Slow Food had the honor and pleasure of hosting Pedrag in an early edition of Salone del Gusto, and published some of his articles in our Italian-language membership magazine. Re-evaluating them now, we realize how relevant his thoughts on the Mediterranean sea still are. He said: “The Mediterranean came to modernity late. It has not seen secularism along all its coast. To conduct a critical examination of the facts, it must first free itself of a cumbersome weight. Each coast has its own contradictions, which continue to be reflected around the rest of the sea and even far beyond it.
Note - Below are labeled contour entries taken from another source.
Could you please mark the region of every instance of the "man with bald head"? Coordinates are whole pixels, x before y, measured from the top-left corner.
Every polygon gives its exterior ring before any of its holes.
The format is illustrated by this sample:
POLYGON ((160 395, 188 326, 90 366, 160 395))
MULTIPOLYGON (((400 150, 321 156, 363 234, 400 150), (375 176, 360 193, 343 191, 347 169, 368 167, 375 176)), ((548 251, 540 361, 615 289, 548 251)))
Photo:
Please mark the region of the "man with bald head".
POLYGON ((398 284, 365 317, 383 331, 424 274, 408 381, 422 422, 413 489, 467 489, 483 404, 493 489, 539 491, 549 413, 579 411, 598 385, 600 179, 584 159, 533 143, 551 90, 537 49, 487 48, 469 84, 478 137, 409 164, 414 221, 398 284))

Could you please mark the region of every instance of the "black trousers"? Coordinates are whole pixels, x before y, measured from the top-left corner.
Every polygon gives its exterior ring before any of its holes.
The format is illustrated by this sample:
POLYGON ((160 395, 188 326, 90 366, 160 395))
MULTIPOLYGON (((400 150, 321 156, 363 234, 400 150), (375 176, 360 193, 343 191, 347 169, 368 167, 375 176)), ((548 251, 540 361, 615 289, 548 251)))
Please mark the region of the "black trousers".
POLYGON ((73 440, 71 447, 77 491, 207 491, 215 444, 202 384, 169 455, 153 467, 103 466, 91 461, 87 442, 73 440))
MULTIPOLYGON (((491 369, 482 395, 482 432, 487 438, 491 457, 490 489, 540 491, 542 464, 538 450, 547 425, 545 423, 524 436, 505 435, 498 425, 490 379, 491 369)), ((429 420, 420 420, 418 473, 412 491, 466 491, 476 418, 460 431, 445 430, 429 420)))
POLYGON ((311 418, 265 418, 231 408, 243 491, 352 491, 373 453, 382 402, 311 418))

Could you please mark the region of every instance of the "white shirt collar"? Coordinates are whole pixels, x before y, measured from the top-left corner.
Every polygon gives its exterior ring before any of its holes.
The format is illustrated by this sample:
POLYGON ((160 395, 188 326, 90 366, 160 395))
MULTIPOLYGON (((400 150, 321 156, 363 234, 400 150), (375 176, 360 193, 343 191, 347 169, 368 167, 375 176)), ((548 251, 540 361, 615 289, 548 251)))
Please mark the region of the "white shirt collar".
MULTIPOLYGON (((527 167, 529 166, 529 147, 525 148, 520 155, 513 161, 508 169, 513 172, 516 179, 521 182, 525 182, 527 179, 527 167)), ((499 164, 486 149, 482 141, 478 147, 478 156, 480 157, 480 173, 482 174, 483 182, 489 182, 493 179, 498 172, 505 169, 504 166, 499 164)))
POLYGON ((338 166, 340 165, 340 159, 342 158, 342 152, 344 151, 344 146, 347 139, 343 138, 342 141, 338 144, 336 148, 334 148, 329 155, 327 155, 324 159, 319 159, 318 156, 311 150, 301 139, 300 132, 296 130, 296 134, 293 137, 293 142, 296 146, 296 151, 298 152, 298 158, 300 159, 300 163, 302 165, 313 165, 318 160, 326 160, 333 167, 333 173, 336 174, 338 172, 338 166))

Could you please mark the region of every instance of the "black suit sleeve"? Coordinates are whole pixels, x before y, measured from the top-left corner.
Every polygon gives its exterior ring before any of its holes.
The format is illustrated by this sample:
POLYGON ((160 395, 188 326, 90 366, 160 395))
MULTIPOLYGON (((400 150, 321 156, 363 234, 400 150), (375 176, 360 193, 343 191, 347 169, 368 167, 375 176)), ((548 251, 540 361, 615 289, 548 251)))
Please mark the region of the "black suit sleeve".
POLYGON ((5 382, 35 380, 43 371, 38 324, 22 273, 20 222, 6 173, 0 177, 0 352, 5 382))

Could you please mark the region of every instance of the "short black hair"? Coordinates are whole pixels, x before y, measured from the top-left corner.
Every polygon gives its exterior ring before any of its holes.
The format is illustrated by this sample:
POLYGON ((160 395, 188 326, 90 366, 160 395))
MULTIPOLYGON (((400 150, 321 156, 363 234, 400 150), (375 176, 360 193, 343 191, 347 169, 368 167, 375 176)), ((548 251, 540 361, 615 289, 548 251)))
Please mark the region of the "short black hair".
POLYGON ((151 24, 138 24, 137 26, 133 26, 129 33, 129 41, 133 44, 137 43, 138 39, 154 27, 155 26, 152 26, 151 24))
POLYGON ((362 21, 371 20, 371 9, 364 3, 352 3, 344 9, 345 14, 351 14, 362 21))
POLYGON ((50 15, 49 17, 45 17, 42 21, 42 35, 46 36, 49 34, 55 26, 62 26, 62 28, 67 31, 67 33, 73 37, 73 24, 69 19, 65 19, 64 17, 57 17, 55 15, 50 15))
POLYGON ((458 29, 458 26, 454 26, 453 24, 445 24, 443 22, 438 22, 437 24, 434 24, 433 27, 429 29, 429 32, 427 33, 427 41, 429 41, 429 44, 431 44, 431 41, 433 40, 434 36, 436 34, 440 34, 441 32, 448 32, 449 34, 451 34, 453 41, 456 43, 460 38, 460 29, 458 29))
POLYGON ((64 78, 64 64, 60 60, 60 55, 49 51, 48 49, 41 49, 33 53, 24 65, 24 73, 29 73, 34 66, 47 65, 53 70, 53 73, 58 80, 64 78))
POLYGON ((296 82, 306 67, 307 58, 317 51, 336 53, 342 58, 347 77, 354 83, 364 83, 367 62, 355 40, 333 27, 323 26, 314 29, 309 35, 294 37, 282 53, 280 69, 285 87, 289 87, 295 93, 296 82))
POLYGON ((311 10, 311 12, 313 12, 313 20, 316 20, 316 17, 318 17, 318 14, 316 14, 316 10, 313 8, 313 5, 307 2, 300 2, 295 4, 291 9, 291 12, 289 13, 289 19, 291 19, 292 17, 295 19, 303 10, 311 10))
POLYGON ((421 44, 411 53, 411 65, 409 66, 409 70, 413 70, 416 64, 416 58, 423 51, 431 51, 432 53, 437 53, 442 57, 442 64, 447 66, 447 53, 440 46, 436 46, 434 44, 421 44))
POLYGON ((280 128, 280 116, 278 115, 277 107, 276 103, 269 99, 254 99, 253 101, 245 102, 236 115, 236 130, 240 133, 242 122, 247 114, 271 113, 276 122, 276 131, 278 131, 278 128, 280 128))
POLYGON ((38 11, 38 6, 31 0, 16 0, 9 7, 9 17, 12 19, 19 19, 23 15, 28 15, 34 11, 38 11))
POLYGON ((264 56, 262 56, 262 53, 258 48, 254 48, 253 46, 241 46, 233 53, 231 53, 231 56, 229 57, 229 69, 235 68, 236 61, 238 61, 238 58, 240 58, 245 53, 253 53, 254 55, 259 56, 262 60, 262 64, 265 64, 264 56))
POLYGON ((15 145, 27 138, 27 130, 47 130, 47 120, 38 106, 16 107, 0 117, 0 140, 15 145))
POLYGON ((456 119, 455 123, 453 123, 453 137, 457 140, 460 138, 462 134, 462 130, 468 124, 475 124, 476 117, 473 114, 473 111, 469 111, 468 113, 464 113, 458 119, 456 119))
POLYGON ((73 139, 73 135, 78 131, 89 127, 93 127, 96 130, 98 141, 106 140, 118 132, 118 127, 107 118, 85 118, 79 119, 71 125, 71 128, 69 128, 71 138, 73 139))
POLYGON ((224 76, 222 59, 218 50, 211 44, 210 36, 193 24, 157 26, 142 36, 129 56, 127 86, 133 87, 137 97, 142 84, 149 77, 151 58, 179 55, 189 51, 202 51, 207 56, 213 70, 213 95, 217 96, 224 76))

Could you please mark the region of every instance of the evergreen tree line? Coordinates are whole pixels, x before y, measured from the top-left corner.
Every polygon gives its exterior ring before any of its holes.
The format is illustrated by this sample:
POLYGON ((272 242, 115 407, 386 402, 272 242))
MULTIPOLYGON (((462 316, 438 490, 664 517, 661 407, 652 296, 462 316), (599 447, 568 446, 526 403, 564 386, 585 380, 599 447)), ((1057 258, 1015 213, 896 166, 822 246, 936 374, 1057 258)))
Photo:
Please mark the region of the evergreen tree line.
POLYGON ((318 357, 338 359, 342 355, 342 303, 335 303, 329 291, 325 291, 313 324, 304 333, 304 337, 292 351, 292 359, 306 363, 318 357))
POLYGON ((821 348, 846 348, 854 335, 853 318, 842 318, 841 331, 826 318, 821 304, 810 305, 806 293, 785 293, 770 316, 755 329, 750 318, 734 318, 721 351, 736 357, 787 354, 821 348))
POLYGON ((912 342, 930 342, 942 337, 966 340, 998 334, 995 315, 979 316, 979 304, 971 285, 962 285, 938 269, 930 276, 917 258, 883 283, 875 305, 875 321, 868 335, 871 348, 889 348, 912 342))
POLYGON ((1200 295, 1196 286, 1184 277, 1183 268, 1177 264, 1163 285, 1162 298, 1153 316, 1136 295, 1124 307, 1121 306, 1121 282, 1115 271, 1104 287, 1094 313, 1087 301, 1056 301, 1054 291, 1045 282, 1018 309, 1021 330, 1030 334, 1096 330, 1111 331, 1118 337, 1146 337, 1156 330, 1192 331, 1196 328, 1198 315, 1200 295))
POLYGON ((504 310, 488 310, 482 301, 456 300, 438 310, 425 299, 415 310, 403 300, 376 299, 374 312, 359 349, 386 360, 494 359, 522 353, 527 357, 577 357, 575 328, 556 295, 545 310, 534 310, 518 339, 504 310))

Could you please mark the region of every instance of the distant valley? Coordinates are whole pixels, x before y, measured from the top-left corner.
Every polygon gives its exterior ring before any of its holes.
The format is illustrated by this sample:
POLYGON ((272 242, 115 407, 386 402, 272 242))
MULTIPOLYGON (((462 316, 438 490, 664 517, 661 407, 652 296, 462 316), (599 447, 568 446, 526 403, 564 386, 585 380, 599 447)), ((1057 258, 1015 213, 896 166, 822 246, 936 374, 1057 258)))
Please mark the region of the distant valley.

The idea of coexistence between multiethnic territories, where different religions and cultures intersect and blend together, has suffered a cruel setback.
There is no single Mediterranean culture, but many, each characterized by certain traits which may be more or less similar to its neighbors. The similarities are due to the proximity to a common space—the sea—and the meetings of nations and their forms of expression along its shores. The differences are marked by facts that arise from history, beliefs and customs. Neither is absolute or constant: sometimes the similarities prevail, and sometimes the differences. The rest is mythology.”
Matvejević’s last book was dedicated to a common element of Mediterranean culture, bread, which “unites the nations of the Mediterranean, linking them all back to a common past, that is present both in our memory and in our daily activites” and that may contribute “to reinforcing the idea of the simultaneous plurality and unity of Mediterranean cultural identity.”